第4章 治療の概要 4-5.リハビリテーション
Q48
がんの治療中にリハビリテーションを行ったほうがよいのですか

 肺がんの患者さんにも必要に応じて適切なリハビリテーションが行われます。わが国では「がんのリハビリテーションガイドライン」が定められ,①予防的,②回復的,③維持的,④緩和的と,その状況と目的に合わせたリハビリテーションを実施できる医療機関も増えており,徐々に普及しています。それぞれの状況におけるリハビリテーションの目的は以下のようになっています。

  • ①予防:手術前の体力や身体の機能を維持して,手術後も肺炎などの合併症を防ぎ,その後の機能回復を積極的に促します。
  • ②回復:薬物療法や放射線療法の間にも筋力や体力が低下することがあるので,これらをできるかぎり維持,回復させます。
  • ③維持:治療経過で身体機能や体力が低下したり,運動障害や感覚障害などの後遺症が残ったり,がんの転移によって新たなからだの障害が起こる場合があります。そのような場合にも,できるかぎりその障害から回復をはかるリハビリテーションを行って日常生活上の動作ができるように,あるいは安全に行いやすくするように,その方法や工夫についての指導などを行います。
  • ④緩和:緩和ケア中心となった時期においても,運動の機能の維持やQOL(生活の質)を保ちます。
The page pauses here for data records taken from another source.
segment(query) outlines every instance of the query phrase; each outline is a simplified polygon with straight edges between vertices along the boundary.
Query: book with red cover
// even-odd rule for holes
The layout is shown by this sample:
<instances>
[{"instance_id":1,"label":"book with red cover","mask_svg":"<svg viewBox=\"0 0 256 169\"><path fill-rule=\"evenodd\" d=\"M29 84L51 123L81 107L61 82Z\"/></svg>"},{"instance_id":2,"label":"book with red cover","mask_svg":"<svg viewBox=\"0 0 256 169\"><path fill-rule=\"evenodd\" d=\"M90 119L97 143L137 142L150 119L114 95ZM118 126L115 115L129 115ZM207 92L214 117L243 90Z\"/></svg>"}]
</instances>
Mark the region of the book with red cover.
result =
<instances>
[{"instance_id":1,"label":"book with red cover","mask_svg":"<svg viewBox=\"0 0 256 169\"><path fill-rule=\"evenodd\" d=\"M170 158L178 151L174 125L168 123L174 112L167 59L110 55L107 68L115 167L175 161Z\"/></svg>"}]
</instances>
 具体的には,胸部や手足の筋肉のストレッチ,全身の比較的大きな筋肉の筋力トレーニング,息切れが強くならない程度でのウォーキングなどの運動,呼吸法の練習,日常生活における動作の方法の指導が行われます。また,生活環境の整備も含めた日常生活上の工夫のアドバイスが受けられます。実際のがんの進行度と身体状況や家族の希望など,さまざまな状況に合わせて可能なかぎりのQOLを維持できるように,リハビリテーション専門職(理学療法士:PT,作業療法士:OT,言語聴覚士:ST)とほかのスタッフが協力してリハビリテーションを行っていきます。

 ただし,肺がんがある状態でリハビリテーションをするには,いろいろなリスクが伴います。息苦しさや痛みなどのがんによる症状や,抗がん剤(細胞障害性抗がん薬)などの薬物療法による副作用によっても体調は変化しますので,状況によってはリハビリテーションを行わないほうがよいときもあります。

 リハビリテーションは必要に応じて行えるとよいですが,実際のからだの具合や,どのようなリハビリテーションを行うのが適しているのかなど,まずは担当医やリハビリテーション専門職と相談してください。